Abstract
This note provides a practical “capability map” for designing agentic systems: for each target capability, it lists (1) the typical limitation in current GenAI systems, (2) an engineering substitute, (3) common implementation techniques, and (4) the residual gap that remains.
The goal is not neuroscience completeness. The goal is fast, explicit tradeoff reasoning when you design memory, retrieval, planning, and safety layers around an LLM.
Data (CSV)
- Download the full table: human-vs-genai-capability-map.csv
How to use this map
1) Scope your agent
- Mark which capabilities your product actually needs (memory, planning, tool-use, grounding, etc.).
- Anything you don’t need becomes an explicit non-goal (reduces complexity).
2) Choose the substitute layer
- If the limitation is “no stable memory” → prefer retrieval + governed storage.
- If the limitation is “short horizon / drift” → prefer explicit planners, task graphs, or bounded workflows.

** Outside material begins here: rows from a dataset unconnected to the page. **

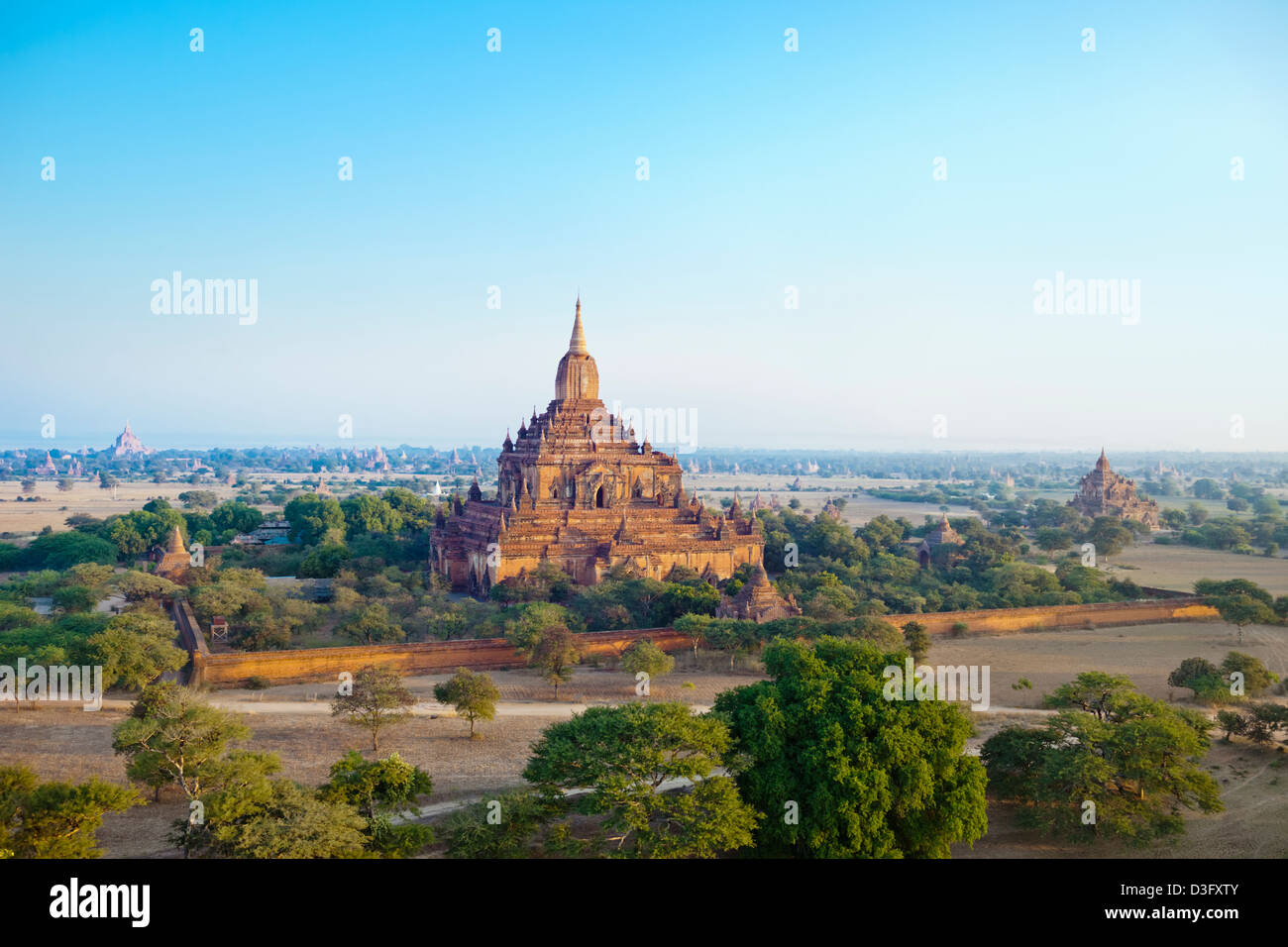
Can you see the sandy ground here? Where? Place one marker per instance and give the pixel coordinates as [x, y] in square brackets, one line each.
[85, 496]
[88, 497]
[1177, 567]
[75, 745]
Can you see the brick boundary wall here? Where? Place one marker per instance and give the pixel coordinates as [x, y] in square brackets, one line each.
[420, 657]
[1094, 615]
[494, 654]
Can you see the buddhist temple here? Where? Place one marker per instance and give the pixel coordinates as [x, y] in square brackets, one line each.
[172, 562]
[128, 445]
[758, 600]
[936, 541]
[1106, 493]
[576, 488]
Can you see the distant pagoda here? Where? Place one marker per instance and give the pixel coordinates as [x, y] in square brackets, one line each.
[128, 445]
[1106, 493]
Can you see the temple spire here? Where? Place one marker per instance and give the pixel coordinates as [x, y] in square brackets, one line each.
[578, 343]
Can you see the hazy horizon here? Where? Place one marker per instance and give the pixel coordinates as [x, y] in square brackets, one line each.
[776, 178]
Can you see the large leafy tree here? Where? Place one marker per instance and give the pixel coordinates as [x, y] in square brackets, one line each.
[377, 699]
[472, 693]
[373, 624]
[54, 819]
[631, 758]
[274, 818]
[377, 789]
[555, 655]
[136, 648]
[1134, 758]
[840, 771]
[314, 519]
[174, 736]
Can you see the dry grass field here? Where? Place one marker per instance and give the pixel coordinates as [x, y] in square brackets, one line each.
[1177, 567]
[292, 722]
[88, 497]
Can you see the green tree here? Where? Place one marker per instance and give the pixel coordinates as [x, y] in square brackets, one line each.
[1134, 758]
[378, 699]
[1050, 539]
[172, 736]
[917, 641]
[373, 624]
[645, 657]
[314, 519]
[555, 655]
[1207, 488]
[275, 818]
[1256, 677]
[137, 586]
[1199, 676]
[54, 819]
[377, 789]
[472, 693]
[514, 825]
[629, 757]
[1240, 609]
[136, 648]
[838, 771]
[1109, 536]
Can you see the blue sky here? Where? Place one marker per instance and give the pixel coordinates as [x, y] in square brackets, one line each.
[768, 169]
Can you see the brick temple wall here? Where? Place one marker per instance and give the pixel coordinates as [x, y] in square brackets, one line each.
[494, 654]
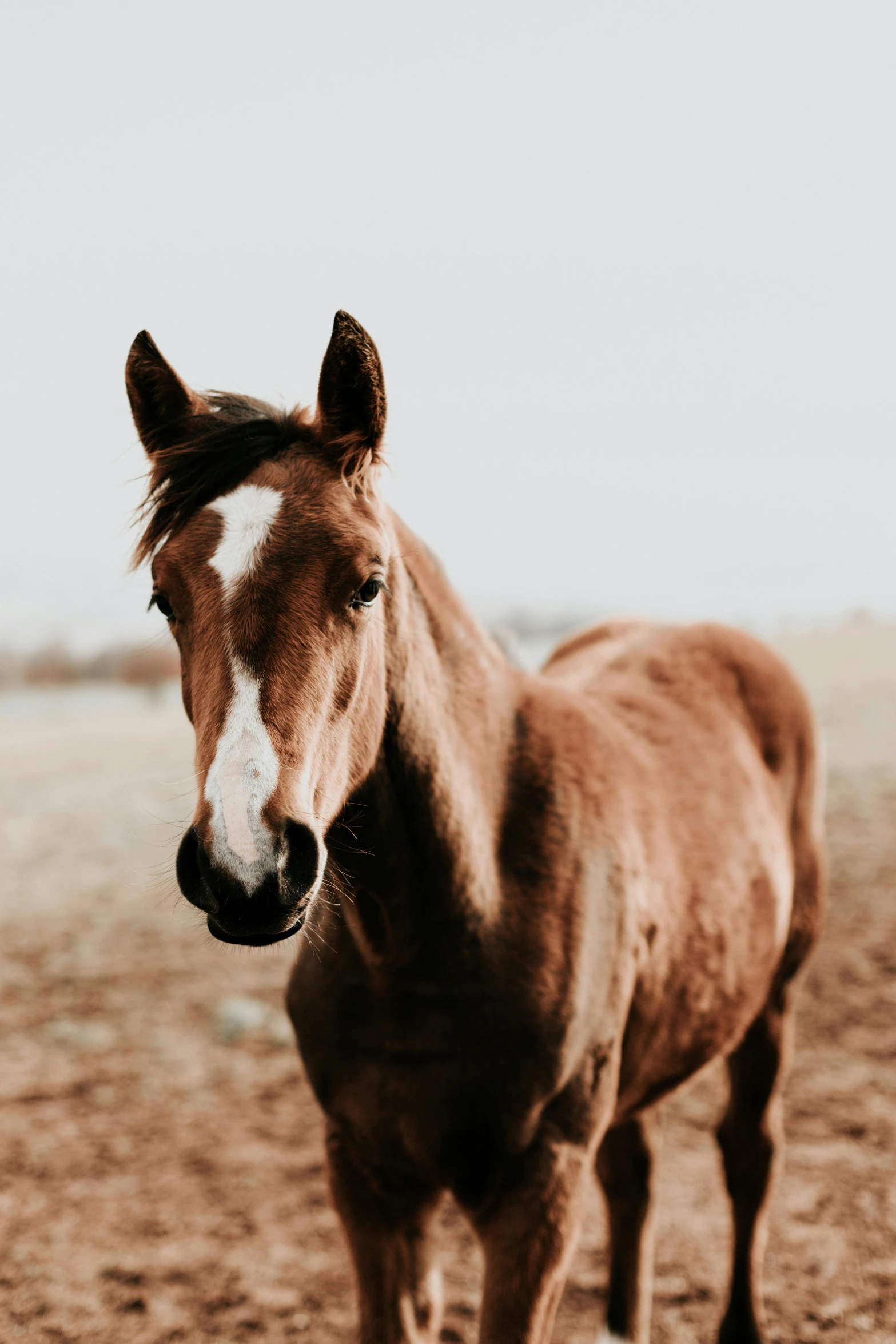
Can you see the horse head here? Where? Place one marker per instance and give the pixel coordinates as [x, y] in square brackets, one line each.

- If the limitation is “brittle reliability” → add verification layers (validators, tests, grounded citations).
3) Treat “Residual gaps” as design risk Residual gaps are where production systems typically fail (consistency, provenance, safety, interpretability). Track them as risks, not as footnotes.
What this table is (and is not)
- Is: an engineering checklist for agent architecture decisions.
- Is not: a claim of biological accuracy for each “Human implementation” phrase. If you need academic-grade claims, cite primary sources separately.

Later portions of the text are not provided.